I was a bit underwhelmed by the first few Cauldron records, so when I first saw the excellent Todd Kowalski cover art (do more of these, Todd) for Tomorrow's Lost, I imagined they had turned a new leaf and might be trying out something different. That's not quite the case, but what I can say for this album is that it's a righting of the ship, a better set of tunes with a better production that validates the style the Canadians had been developing through their formative years post-Goat Horn. This isn't exactly a 'great' effort, mind you, it suffers a little from over-familiarity in a few riffs, but it's balanced quite well and shows an added maturity through the band's tenure at Earache Records.

The band is still alternating between driving power metal lite ("End of Time") and their big, bombastic hard rock/heavy metal anthems ("Born to Struggle"), the latter tracing a lot of its DNA to bands like Dokken and Scorpions, and also still a little of the over-pronounced rhythm guitar tone that irked me on Chained to the Nite, if not as bad. I personally find the faster stuff here is just better mixed and more effective. Tracks like "Nitebreaker" and "Burning Forture" really live up to the material on the band's Into the Cauldron EP, which was my clear favorite until the album after this one. Jason Decay's vocals still really work for me, and the drums have a nice rumbling clip to them, as well as the lead guitars, which once again need to be a little more brazen against the rhythm riffs.
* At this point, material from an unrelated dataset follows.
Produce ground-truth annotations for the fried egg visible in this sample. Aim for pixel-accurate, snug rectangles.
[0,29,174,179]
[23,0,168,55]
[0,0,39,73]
A couple others I did like are "Endless Ways", which sounds like a tune that'd be better fitting on In Ruin, and "Summoned to Succumb" which rocks along at the perfect clip and has that great Dokken vibe to the chorus; these two also prove the exceptions to the general rule of how I liked the faster material more.

Tomorrow's Lost could have used slightly better production, but for the most part this is one I can sit down and listen through in its entirety without getting annoyed. I do feel that Cauldron was already losing ground at this point to a lot more exciting throwback heavy/speed metal bands, like Enforcer, or their own neighbors Striker and Skull Fist, all a lot more explosive and exciting, but what I can say for these guys is that they were so good at evoking nostalgia for those horror movie closing credits themes, or borderline metal/hard rock anthems of the 80s which thankfully eschewed the glam bullshit. I was finding myself more intrigued with the everyman metal mood that Cauldron creates, something they would refine for what I'd consider their best album four years later, or at least the one I always reach for besides the EP.